Nor can the MTCR guidelines credibly claim to prevent WMD employment when the regime does not restrict other methods of WMD delivery. These include all manned aircraft and artillery, as well as unconventional mechanisms like delivery by truck or container ship or through improvised nuclear devices. It was reasonable in 1987 to assume that WMDs would be delivered by missiles and similar systems, but that is not the case today, where unconventional, terrorist violence is the dominant form of warfare.

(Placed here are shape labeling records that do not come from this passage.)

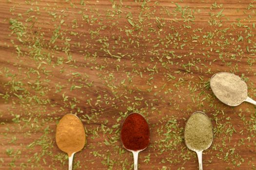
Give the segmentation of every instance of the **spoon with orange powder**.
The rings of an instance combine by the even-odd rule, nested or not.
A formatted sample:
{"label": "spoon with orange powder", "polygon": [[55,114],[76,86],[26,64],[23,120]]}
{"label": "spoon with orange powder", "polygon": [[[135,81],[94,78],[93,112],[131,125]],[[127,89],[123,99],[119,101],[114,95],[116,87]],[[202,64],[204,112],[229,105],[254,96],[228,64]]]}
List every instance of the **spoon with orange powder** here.
{"label": "spoon with orange powder", "polygon": [[72,170],[74,155],[85,144],[84,127],[77,116],[68,114],[63,117],[57,125],[56,139],[59,149],[68,154],[68,169]]}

Rather than restricting UAV sales, WMD threats would be better addressed by promoting a consensus against attaching WMDs to UAVs. This is not a difficult argument to make. Only an extremely reckless government would allow WMDs to be attached to unmanned systems, given the risk of loss of control. But the best way to ensure that this view becomes the policy of foreign governments is by having the U.S. military cooperate with foreign militaries on UAV tactics, techniques, procedures and doctrine. Such cooperation would encourage end-use monitoring arrangements that prevent diversion of sensitive technology, along with other safeguards. Moreover, ensuring that the United States is the UAV partner of choice is an essential means of maintaining a global balance of military power that promotes peace and stability.
The United States also has a clear commercial imperative for expanding its UAV partnerships. As noted by the Congressional Research Service, “much new business is likely to be generated in the [UAV] market, and if U.S. companies fail to capture this market share, European, Russian, Israeli, Chinese or South African companies will.” Chinese officials publicly acknowledge that they are “taking advantage of the hole in the market” created by America’s restrictive export policy. China is now able to fill that hole with UAVs that look remarkably similar to America’s MQ-1B Predator and MQ-9 Reaper (so close that some might wonder where China got the designs).
Indian UAV demand is a prime example of what American industry has to lose. The Indian Ministry of Defense reportedly has plans to acquire 3 billion USD worth of UAVs over the next decade. For the United States to maintain its dominance in UAV technology and production, it cannot afford to surrender this kind of market opportunity to foreign industry.
Today, the United States is the undisputed leader in UAV design and production, but this isn’t guaranteed to last. A forward thinking approach that reflects today’s realities around UAV capability and demand, which helps engage more deeply partner countries globally, is both logical and essential to U.S. interests.